Thanks for this informative post. I have found some info along the way, but this nicely sums it up. My ten year old son has had N since last November. Initially we considered depression which is the only thing his primary would consider, but I insisted on seeing neuro (who also said it wasn't N) and him having a sleep study. Sleep specialists also said it wasn't N--just wanted him to see a ENT because of large tonsils. I still insisted on the sleep study.

I can see how it takes people so long to get their diagnosis with doctors so closed down to the idea. I had FOUR specialists I suggested the diagnosis to only to tell me I was wrong.

My son's depression seems a lot better now that he is being treated with Provigil and naps. Our other biggest problem is weight gain. He had probably put on 15 or 20 lbs in last nine months.

Sorry--babbling on. Thanks again for the post.

Oh Hola I'm Ja:) said...

Dear Wades,

Great to hear from you again! Sorry to take so long to comment back to you!!! Isn't it nutty how long it takes most people to get their Narcolepsy dxed!?!? Mine took I think about 14 years. Depression was one of the things that was given to me too, as a dx. I am really glad that you were persistent and insisted on the sleep study for your son. Your son is a very fortunate young man to have your fervent support! About the weight issue...It seems that many folks with N have this issue too. For me, going gluten free, and cutting down on my carbs has helped very much. Have you ever checked out Heidi Lindburg's site. It is at

She has done some remarkable research, and is also very approachable if you need to ask questions. She is a fantastic writer, and has lots of info on Narcolepsy, and the gluten connection.
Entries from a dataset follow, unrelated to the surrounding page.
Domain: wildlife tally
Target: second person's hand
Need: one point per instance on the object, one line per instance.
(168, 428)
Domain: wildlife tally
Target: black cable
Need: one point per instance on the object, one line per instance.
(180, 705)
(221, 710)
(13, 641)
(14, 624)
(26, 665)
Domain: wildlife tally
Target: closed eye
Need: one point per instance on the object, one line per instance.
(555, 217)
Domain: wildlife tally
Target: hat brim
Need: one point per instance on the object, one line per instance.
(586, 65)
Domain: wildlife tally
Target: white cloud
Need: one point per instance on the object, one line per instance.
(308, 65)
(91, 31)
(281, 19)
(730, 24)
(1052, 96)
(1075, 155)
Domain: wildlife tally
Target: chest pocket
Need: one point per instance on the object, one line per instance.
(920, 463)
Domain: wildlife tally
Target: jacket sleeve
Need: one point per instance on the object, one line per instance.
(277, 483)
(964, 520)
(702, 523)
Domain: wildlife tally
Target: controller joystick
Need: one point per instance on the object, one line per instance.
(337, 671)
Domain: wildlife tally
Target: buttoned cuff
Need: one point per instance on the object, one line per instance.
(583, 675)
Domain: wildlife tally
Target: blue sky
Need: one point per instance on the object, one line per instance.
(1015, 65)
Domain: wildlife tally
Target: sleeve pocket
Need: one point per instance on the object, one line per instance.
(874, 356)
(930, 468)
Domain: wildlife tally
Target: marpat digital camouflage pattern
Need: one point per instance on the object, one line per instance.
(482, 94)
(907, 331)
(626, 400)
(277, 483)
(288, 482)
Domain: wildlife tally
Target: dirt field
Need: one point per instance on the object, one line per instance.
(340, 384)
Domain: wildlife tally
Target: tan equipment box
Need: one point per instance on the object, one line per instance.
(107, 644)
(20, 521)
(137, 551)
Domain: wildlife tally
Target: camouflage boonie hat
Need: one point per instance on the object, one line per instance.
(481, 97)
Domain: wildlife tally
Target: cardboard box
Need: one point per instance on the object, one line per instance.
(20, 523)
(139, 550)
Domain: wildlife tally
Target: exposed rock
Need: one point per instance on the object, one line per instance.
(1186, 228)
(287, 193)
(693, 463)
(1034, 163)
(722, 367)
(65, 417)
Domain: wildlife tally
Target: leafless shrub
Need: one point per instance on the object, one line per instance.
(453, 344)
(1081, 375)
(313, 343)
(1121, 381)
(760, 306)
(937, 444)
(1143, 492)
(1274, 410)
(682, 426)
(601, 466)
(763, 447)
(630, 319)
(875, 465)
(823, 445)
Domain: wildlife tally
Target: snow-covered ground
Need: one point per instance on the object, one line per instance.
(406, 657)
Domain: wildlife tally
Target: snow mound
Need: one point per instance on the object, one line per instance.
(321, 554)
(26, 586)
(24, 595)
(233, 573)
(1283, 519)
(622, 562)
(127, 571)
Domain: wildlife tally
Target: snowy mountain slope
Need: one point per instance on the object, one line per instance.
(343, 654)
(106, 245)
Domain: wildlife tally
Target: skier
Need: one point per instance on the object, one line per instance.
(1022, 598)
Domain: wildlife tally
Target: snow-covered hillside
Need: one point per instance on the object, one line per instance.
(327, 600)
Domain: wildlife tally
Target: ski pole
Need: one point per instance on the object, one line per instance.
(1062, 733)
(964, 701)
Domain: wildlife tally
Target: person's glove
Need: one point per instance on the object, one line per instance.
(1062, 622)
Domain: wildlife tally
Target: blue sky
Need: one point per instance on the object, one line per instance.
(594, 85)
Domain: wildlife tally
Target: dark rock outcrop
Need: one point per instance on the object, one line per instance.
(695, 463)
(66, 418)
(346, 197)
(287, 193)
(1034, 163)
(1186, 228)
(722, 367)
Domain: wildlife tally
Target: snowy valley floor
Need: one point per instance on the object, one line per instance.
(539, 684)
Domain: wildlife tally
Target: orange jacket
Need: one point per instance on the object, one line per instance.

Thanks again for stopping by, let me know how you all are doing soon, ok?

Via con Dios,

Anonymous said...


You are right about people searching online for information about narcolepsy and depression - that is how I found your blog. I fit what I was told at time of dx is average: onset probably at about 15, dx at 30. But before dx, suggestion was depression. Tried Effexor, and I went from tired to useless. Now, I actually think my current depression symptoms are probably connected with Ritalin. I've slowly upped that med and tapered off Provigil, and as I have, I've become more flat - little feeling for anything. Thanks for an interesting perspective - I look forward to looking around your blog a bit more, but first, back to my search....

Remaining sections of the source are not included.